Encoding a text file

Soeren2017

Notepad++ v7.3.3 (32-bit) for windows do not save the new character set of a simple text file, after I translate the whole text with the function »encoding«. Example: Convert any simple text file from ANSI to OEM 852 and save this file. No changes saved! Is that a temporary feature or maybe an unknown error? A little bit strange …

Claudia Frank

@Soeren2017

Is that a temporary feature or maybe an unknown error? A little bit strange …

Or maybe a misunderstanding from users point of view.
Why do you think it failed?
You are aware that different encodings share the some chars, aren’t you?
What do you mean by ANSI to OEM852 - what is your system codepage?

Cheers
Claudia

Soeren2017

@Claudia-Frank

Of course some chars. In the German language you need the characters like ä, ö, ü, ß. I have created a music list with the dos command “dir”. In the text file are some different characters, when I open this file with Notepad++. But I think Notpad++ changes the different characters of the file permanent and not temporary in this editor. A function encoding is irrelevant when the user can’t save the file with some different characters.
By the way: Look at the status bar of this app. If you start Notepad++ you’ll see on the right side only the Word “ANSI” although the settings in “new document” are different.

dinkumoil

@Soeren2017

At first I will try to give you an overview of some basics regarding code pages and character encoding.
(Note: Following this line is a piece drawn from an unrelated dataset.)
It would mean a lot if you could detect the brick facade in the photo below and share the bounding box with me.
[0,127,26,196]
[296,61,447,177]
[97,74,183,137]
At a glance: It’s all about numbers.

After that I will provide some possible solutions for your problem.

When you create a plain text file on your hard disk the program you use for this writes NUMBERS to the file. These numbers are codes for the actual characters. When the file is loaded to display its content the software used for this uses an internal table to map the code numbers to characters.

You can imagine that there is an infinite number of possible mappings of code numbers to actual characters. For that reason over the past decades various standardized encoding schemes have been introduced to fit the challenges of a growing number of characters to encode (e.g. special characters in european languages and cyrillic and east asian character sets). These encoding schemes are called “code pages”.

Every software dealing with plain text processing uses its own default code page to encode characters. In Notepad++ you can configure the default code page under

Menu “Settings” -> New Document -> Encoding

The default code page of Windows console commands like “dir” depends on the language of the Windows user interface. On german Windows installations the default code page of console commands is called “OEM 850”. That means if the output of the dir command is redirected to a file (like in your case) this file is written with the OEM 850 character encoding.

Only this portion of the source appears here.